Si nos atenemos a la realidad del mercado, la banca europea atraviesa una dificilísima situación. Si nos atenemos a las declaraciones oficiales, no hay ninguna novedad en el sector. Aunque no sea necesario acudir a la máxima aristotélica de que in medio virtus, algo podría estar sucediendo en este sentido. Funcionarios de las instituciones comunitarias han debatido en los últimos días sobre la necesidad de una ampliación de capital masiva, muy en especial tras la declaración del pasado sábado 27 de agosto de Christine Lagarde de que la banca europea necesitaba una recapitalización rápida y sustancial, del orden de 200.000 millones de dólares. La cuestión se habría planteado en el ámbito de la preparación del consejo informal de los ministros de Finanzas de la zona euro que debe celebrarse el próximo día 16 en Polonia. Aunque la cifra es menor, Bruselas admite que hay que recapitalizar.
Fuentes comunitarias de personas que han participado en la preparación del consejo informal admiten que han debatido la cuestión con funcionarios del Fondo Monetario Internacional. Y según los funcionarios de Bruselas, aunque las cantidades serán muy inferiores a las que está barajando en el organismo con sede en Washington, es necesario volver a plantear la cuestión.
Afirman que resulta necesario pensar en la recapitalización adicional del sector, aunque estas cantidades nada tengan que ver con los 200.000 millones que habría estimado el FMI según un documento al que hacía alusión recientemente el Financial Times, pero que todavía no se ha dado a conocer a la opinión pública.
La ralentización de la economía y el impacto que pueda tener en sus cuentas de resultados y en su balance, hacen prever una exigencia superior de recursos a los que cuentan en la actualidad. Muchos balances de bancos europeos están rebosantes de deuda soberana, por lo que una parte importante de los inversores han huido de estas inversiones al calificar internamente la deuda soberana de algunos de los países periféricos como valor tóxico.

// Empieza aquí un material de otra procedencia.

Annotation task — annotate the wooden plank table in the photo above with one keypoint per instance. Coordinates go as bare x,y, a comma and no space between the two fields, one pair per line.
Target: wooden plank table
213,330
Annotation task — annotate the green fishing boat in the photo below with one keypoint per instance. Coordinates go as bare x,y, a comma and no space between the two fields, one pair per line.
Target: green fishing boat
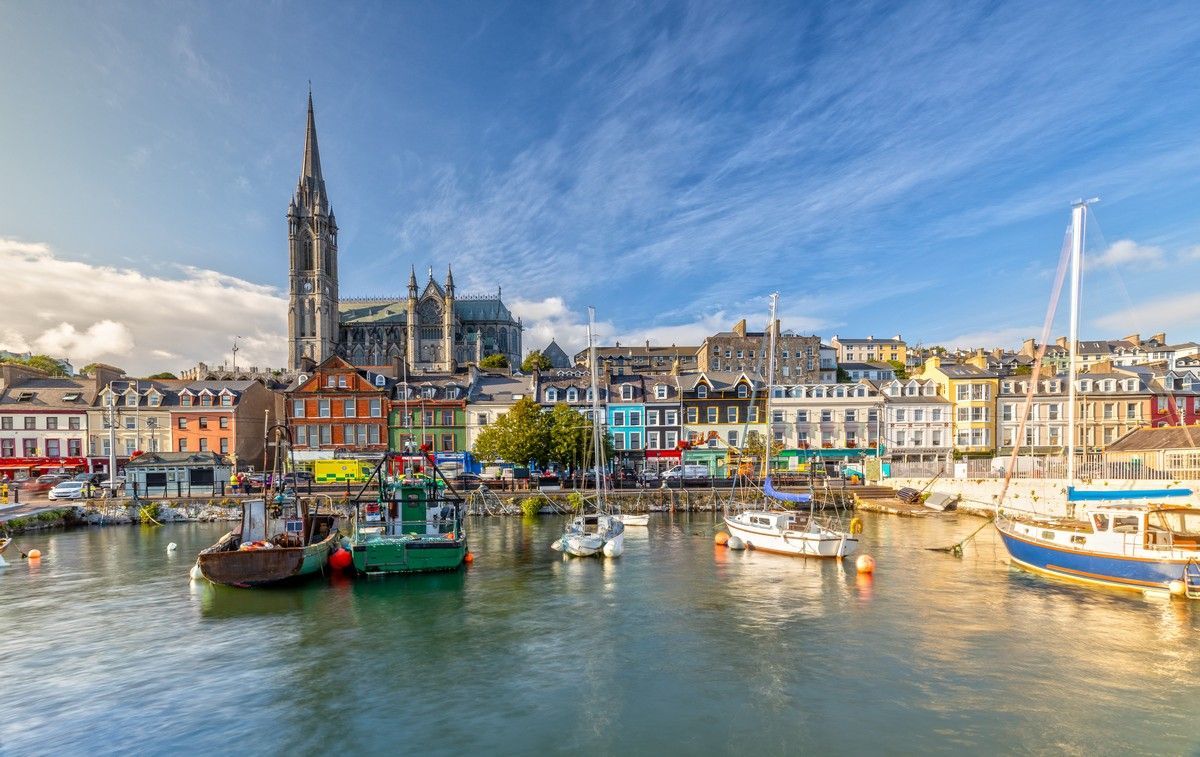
412,527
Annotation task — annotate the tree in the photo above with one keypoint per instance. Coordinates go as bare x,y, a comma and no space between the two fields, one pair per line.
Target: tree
520,436
535,360
42,362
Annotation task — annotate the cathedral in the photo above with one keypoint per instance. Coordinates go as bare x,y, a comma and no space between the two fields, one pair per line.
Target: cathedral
433,330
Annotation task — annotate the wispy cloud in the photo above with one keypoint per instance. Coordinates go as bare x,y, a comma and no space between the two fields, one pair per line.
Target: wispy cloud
139,322
1126,252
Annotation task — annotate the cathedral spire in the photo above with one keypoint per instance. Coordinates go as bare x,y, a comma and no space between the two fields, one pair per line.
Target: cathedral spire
310,168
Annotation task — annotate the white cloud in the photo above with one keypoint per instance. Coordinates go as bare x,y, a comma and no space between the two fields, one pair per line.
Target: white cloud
1157,314
1127,252
138,322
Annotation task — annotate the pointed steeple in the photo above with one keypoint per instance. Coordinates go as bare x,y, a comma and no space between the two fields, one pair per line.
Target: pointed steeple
312,182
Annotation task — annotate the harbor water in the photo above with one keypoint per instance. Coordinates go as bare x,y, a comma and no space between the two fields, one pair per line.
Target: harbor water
677,647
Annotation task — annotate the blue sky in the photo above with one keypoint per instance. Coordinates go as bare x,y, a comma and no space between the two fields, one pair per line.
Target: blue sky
888,168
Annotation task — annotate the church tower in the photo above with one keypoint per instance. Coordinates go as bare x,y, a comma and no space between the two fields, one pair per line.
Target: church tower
312,245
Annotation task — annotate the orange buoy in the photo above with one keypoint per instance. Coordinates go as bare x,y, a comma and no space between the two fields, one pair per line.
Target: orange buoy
340,559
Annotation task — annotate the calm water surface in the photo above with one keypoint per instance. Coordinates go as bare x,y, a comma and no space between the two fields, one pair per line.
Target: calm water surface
676,647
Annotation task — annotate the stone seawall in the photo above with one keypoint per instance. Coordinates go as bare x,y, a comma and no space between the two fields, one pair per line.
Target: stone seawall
1044,497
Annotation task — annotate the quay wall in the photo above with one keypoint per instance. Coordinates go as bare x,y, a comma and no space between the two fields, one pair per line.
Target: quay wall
1047,497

La generalidad de analistas de las carteras de deuda soberana de la banca europea admite que una cierta recapitalización, por modesta que pueda considerarse, resulta inevitable, a pesar de lo cual no será suficiente si no se consigue poner orden en la reestructuración griega y no se utilizan políticas creíbles que sirvan para relanzar el crecimiento económico.
Tiene razón Lagarde cuando habla de que la situación actual es algo más compleja que lo que ocurrió durante la crisis 2007-2008. Entonces eran sobre todo los efectos de unos productos tóxicos los que habían afectado a la cuenta de resultados y al balance de los bancos. Ahora hay que añadirle el ingente peso de la deuda soberana que les aplasta.
Tiene que haber una solución conjunta. Haber dado el primer paso que supone admitir la existencia del problema no es suficiente, pero resultaba inevitable hacerlo si se quiere evitar el desastre. Lagarde no habló en Jackson Hole como un todólogo de las tertulias al uso de los medios españoles. Tenía los datos.